The Inflation Reduction Act does not explicitly mention a national green bank, but some lawmakers, including Michigan Congresswoman Debbie Dingell, have said the fund should be used to create a national green bank that would make direct investments into qualified projects at the national, regional, state, and local levels. A national green bank, she said, would also support other lenders, like credit unions, community development finance institutions, and other, more locally focused green banks.

Litman believes the $20 billion allocated for general assistance and low-income communities could be used to create a national green bank.
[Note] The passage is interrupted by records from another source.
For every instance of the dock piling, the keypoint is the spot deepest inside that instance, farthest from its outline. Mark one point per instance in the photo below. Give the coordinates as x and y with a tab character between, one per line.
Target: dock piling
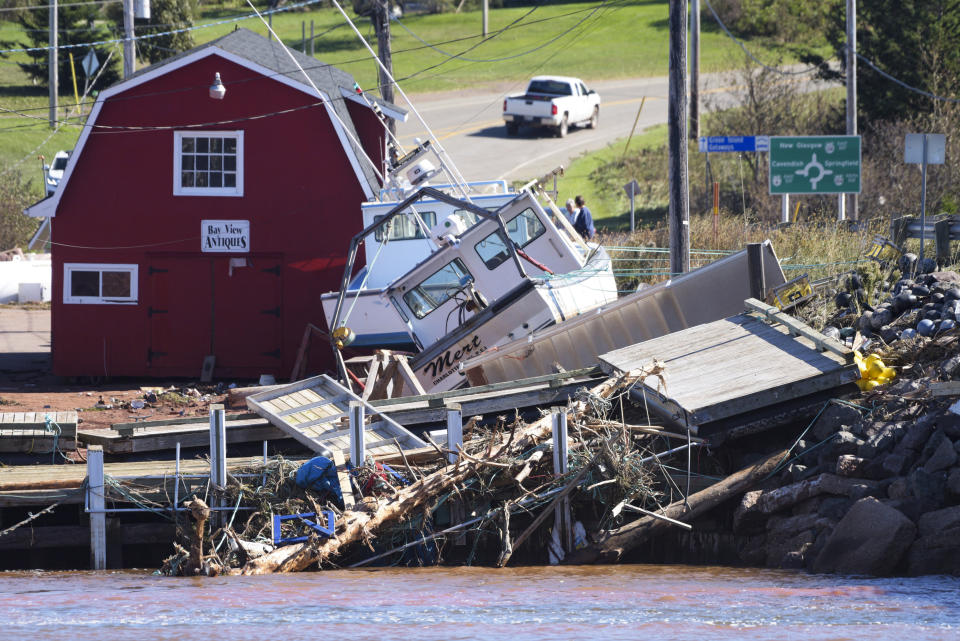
358	446
95	504
218	458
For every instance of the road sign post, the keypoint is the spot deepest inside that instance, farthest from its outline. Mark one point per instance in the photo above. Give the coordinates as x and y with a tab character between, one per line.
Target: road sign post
924	149
632	188
814	165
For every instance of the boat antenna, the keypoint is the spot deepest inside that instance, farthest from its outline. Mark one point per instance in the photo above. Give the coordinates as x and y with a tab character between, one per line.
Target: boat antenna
445	161
333	110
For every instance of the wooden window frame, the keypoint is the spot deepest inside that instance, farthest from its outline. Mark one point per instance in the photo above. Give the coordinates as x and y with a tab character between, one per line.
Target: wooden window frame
179	190
69	268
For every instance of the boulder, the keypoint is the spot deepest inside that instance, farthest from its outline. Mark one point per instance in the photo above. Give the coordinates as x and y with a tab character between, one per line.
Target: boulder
937	550
881	440
779	547
747	518
939	521
928	489
917	435
835	418
843	442
849	465
894	464
899	489
789	495
870	539
953	481
950	424
943	457
834	507
752	549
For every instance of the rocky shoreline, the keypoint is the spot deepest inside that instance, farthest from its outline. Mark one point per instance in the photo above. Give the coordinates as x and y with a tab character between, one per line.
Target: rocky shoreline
873	483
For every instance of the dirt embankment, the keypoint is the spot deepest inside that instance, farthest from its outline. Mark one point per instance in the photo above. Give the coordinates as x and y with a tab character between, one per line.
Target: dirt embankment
99	407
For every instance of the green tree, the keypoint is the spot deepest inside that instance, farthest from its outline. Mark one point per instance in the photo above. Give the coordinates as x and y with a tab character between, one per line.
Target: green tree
165	16
15	195
916	41
76	24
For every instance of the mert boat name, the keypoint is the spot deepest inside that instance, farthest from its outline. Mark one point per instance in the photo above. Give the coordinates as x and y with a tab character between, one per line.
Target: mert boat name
450	358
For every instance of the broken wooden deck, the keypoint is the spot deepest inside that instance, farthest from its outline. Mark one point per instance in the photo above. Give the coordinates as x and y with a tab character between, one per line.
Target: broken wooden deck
314	411
37	432
710	293
733	366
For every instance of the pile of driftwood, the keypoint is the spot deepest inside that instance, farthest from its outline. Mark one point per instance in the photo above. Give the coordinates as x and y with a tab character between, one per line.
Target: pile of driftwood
501	499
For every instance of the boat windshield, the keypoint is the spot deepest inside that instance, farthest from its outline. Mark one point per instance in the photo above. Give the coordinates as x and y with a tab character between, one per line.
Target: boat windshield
522	229
405	227
471	218
438	288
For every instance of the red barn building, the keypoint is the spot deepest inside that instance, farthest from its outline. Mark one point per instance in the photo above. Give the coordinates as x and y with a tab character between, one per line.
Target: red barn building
188	226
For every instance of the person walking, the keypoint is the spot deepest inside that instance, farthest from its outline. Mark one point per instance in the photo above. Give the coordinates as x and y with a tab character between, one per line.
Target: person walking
584	220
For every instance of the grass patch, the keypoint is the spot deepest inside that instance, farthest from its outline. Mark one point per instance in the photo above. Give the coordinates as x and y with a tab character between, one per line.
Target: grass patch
589	40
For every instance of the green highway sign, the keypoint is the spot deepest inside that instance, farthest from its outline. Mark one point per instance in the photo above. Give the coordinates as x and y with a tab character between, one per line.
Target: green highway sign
815	164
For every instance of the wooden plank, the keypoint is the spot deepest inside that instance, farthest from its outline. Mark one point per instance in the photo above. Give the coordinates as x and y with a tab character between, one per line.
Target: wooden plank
343	475
733	366
328	393
945	388
204	420
822	342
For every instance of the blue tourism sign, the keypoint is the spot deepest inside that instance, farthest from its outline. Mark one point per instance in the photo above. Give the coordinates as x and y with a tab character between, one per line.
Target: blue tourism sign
734	143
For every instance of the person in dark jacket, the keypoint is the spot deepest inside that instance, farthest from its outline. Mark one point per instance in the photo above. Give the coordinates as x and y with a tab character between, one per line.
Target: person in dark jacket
584	221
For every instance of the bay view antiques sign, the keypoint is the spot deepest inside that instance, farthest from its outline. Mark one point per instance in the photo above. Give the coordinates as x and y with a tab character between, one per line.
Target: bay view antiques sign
231	236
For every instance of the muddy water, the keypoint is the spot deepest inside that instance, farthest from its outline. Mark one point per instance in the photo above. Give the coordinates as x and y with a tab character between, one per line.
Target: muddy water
610	603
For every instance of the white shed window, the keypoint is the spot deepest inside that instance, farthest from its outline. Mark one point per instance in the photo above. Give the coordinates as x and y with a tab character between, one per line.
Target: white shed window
99	283
208	163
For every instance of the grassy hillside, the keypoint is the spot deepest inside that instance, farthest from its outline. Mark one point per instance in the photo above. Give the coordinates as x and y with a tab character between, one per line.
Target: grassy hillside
590	40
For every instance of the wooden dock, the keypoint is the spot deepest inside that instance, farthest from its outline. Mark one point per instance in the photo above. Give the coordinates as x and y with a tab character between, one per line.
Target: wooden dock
46	484
158	438
735	366
37	432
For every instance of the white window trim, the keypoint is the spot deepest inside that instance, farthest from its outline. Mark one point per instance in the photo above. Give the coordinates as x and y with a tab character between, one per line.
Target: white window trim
207	191
69	268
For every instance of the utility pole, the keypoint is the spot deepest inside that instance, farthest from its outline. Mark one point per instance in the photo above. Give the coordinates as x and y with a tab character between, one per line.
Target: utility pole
53	79
695	70
129	51
677	139
852	87
381	20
The Coalition for Green Capital hopes to become the national green bank, said Litman, adding the organization is “currently working with all of the state green banks as well as nonprofit green banks, CDFIs, Credit Unions, and others to establish how the money can best be leveraged to achieve the policy goals.”

If that were to happen a national bank could broaden the scope of green lending and also focus on larger, regional infrastructure projects like networks of electronic vehicle charging stations or investment in regional clean energy transmission lines. For larger infrastructure projects, the national green bank could agree to provide subordinated debt to attract additional pools of capital.

Even if a national green bank does not come to fruition, it looks like the topic of green lending will get a much needed boost through the Inflation Reduction Act and other climate-friendly trends.